Jews in the United States became heavily involved in supporting the liberal cause and went so far as to lobby the US government to put pressure on Israel to pull back from judicial reform. They were only too happy to comply. One needs to remember the last time we did this was during the waning days of the Hasmonean Dynasty (the Maccabees). Hyrcanus II was vying with his brother for the throne and in order to strengthen his position allied with the Romans and invited them into the country. It’s like inviting the bear to supper only to realize that you’ve become the supper. It led to loss of independence and eventually 2,000 years of exile.

In reality, right and left, conservative and liberal, make no sense in a Jewish context. The first characteristic of the first Jew, Avraham Avinu, was Chesed, loving kindness. How can any Jew not have compassion? The second characteristic, Gevurah, strength, requires one to be responsible. In order to maintain the balance between loving kindness and responsibility HaShem gave us the Torah.

An example of the wisdom necessary to maintain this balance is exemplified by one of the other major issues in the current controversy, changing the Law of Return. The impetus for this is the demographic shift in Aliyah to Israel from the former Soviet Union to Israel. When the doors opened up in the 1990s, 90% of the Russians making Aliyah were Jewish according to Jewish law. With the recent wave, it’s down to 30%. It’s a problem that separates the two sides. One side is looking with loving kindness, the other responsibility. Last year Israel brought in approximately 75,000 people on Aliyah based on the Law of Return, most from the former Soviet Union and Ukraine. With only 30% being Jewish according to Jewish Law (Halacha), we’re building up a large population of people who aren’t Jewish and even under the relatively friendly and easier system of conversion (Nativ) that’s been developed in concert with the military, only 20% choose to convert. This means that, for the first time, there will be a considerable population who join the military, consider themselves Israeli yet are not Jewish, with the inevitable intermarriage that will result. Responsibility says we must limit this problem.

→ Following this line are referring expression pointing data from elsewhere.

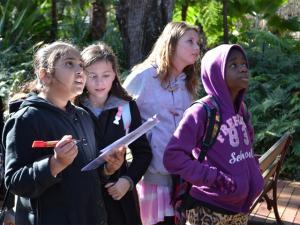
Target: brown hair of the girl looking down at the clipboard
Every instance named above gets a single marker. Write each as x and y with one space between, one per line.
102 52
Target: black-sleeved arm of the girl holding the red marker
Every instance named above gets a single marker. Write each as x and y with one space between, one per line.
27 171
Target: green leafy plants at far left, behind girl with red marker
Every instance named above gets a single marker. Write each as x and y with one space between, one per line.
22 24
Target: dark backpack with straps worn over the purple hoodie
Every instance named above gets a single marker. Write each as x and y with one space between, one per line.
181 188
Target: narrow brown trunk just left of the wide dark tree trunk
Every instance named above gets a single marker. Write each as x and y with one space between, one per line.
98 17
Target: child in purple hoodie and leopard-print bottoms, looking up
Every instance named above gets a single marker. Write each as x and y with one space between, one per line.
229 179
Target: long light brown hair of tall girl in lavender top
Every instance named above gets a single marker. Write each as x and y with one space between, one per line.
162 53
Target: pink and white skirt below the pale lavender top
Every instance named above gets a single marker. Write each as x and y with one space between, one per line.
154 202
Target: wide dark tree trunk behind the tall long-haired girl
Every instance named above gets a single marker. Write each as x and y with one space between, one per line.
140 23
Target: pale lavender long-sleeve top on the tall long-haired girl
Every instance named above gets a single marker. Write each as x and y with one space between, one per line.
169 103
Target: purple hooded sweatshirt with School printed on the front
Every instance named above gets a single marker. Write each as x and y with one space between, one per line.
231 154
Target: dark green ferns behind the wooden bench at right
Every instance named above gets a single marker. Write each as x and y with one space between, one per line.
274 92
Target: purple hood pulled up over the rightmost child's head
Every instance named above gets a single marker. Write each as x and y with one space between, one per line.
213 65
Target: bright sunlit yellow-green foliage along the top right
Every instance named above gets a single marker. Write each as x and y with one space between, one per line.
243 15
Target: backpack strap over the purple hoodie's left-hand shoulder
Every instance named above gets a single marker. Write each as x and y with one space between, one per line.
213 124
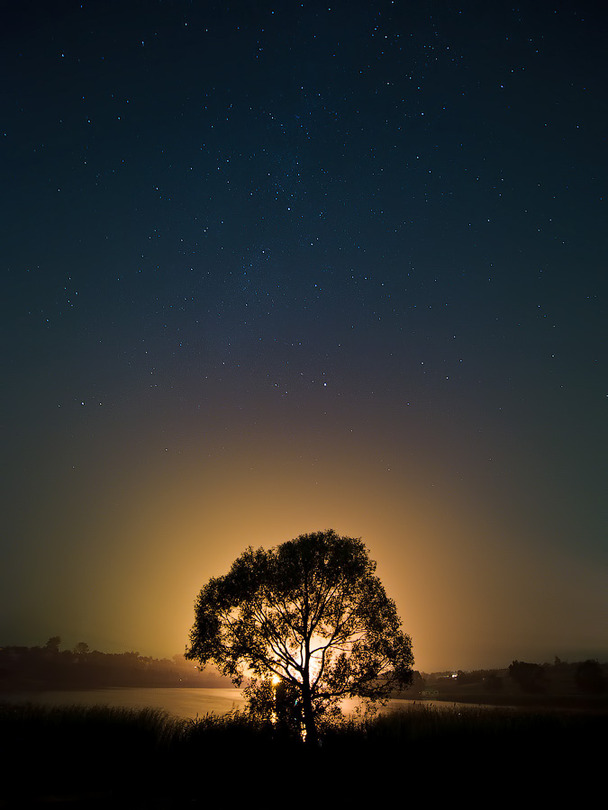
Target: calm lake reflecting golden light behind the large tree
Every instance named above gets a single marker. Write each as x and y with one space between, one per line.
186 703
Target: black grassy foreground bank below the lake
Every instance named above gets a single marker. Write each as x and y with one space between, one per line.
101 757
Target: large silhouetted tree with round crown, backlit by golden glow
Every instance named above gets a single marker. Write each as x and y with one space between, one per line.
308 615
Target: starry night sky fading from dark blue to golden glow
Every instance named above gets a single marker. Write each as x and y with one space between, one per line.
271 268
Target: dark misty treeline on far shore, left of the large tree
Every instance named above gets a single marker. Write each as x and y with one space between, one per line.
49 667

But then there was this young girl at our table. She told us that she was living in Russia and that, when Russia invaded Ukraine, she raised money and worked to help the Jews of Ukraine get to safety in Israel. She told us her father was from Ukraine and her mother was Russian. It didn’t take long before two KGB officers (now called GRU) came knocking on the door and Putin enacted a law that anyone helping Ukrainians gets 20 years in the Gulag. She immediately left Russia with her younger brother and made Aliyah to Israel. After she arrived, while on the bus to the Ulpan to learn Hebrew, the bus had an accident, she ended up in the hospital and lost all her luggage.

Here she was, alone with her younger brother, no money, no relatives, in a strange country. We asked about her background. She said only her father was Jewish and someone asked her if she understood that required a conversion. She said yes. She told us her story with such trembling that we tried to give her assurance that she was with “family” and it was OK. All of a sudden the demographic problem had a human face, the clarity from a distance became complex, my Jewish heart took over, and I just wanted to take care of her like I would do with any of my grandchildren.

None of these problems are easy. We need the wisdom of Solomon and the courage to find the middle road that preserves Halacha (Jewish Law) but does so with a human face and a Jewish heart. Hopefully we’ll remember that both are our inheritance and that if we work hard enough to pull towards the center we’ll discover another human being on the other side, another Jew and that we’re all family.